For many who have simply crawled out from below the web rock, right here’s what occurred: when the nice physician pulled again the bow and launched his arrow, almost all of Zwitter (Zimbabweans on Twitter), no matter political affiliation, all of a sudden got here collectively in a uncommon present of unity and rallied behind what many thought was an act of braveness by the gentleman.
And similar to the twond century romantic story the place a large number of gods assembled within the theater of heaven accredited the wedding of Cupid to Psyche, the Twitter gods have additionally spoken and have given their nod of approval to this budding romance. Love crammed the air as Zimbas buried their variations. Momentarily.
And now as Zimbabweans await for that promised candlelight dinner, most are satisfied that the nice physician will stay as much as his promise. He comes throughout as an honorable suitor. And if that be the case then the lengthy wait by our Girl Advocate has been price it. She has additionally carried out herself like an actual girl, in contrast to some social media pole dancers who mistakenly suppose that the way in which to get Mr. Proper is by displaying a lot of pores and skin.
However examine our Girl Advocate’s fortune with that of our Girl Zimbabwe. The latter has been sitting down at a dinner desk, because the coup-not-a-coup, ready for her lover, Mr. New Dispensation, to point out up. The anticipated dinner by candlelight just isn’t by alternative, however by cause of the nation’s worsening energy cuts or load shedding. And right here she sits, hungry and sipping nothing however plain, tasteless water, ready for her man to point out up.
Mr. New Dispensation did present up ultimately to suggest, albeit very briefly, on the elections in July 2018. There have been two important contenders romantically pursuing her on the time. Like Cupid of previous, each fired their golden arrows at our Girl, and in a closely disputed consequence just one suitor gained her hand. The disputed winner then started promising her a number of mega dinners by candlelight, however sadly boo has thus far did not fairly stay as much as his guarantees.

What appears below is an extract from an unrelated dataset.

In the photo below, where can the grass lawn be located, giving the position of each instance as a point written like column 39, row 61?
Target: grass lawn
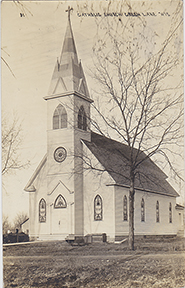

We had been all there to witnesses as she checked out him starry-eyed whereas he talked about how 2018 was going to be the yr of mega offers. It was going to be the yr of “open for enterprise.” What occurred? The place is the promised $1.5 billion agricultural mega deal touted to create 630 000 jobs?
The place is the $4.2 billion mega cope with a Cypriot investor to develop a platinum mine and refinery? The place is the $5.2 billion mega cope with Nkosikhona Holdings, for the manufacturing of eight million liters of liquid fuels per day?
No matter occurred to the $5.2 billion Chinese language mega deal to construct the hydro-power era station at Batoka Gorge? What in regards to the $20 million Invictus Power mega deal to probe for oil reserves round Muzarabani? And people huge platinum claims given to Karo Assets for a $4.Four billion refinery plant that might create over 100 000 jobs?
Mr. New Dispensation does appear to be in over his head, and girlfriend just isn’t amused. She is ravenous whilst she waits for him to point out up and fulfill guarantees made. Dude is aware of she’s on the brink of ditch him if he doesn’t step up.
And so it comes as no shock to study that as just lately as April 2, 2020, this Cupid wrote a letter to some wealthy acquaintances in Washington DC asking, nay, begging, for financial help and promising to vary a lot of his wayward tendencies which have landed him within the present sizzling soup. Determined instances name for determined measures.
Will Cupid get the financial help he must make our Girl blissful? All of it is dependent upon the extent he’s prepared to go in conduct modification. Persevering with the blame sport (sanctions) gained’t lower it.
Will Girl Zimbabwe take him as her lawfully wedded husband on the subsequent plebiscite dinner? That could be a tougher query. She has been overheard muttering some historical knowledge that goes: “Idiot me as soon as, disgrace on you; idiot me twice, disgrace on me.”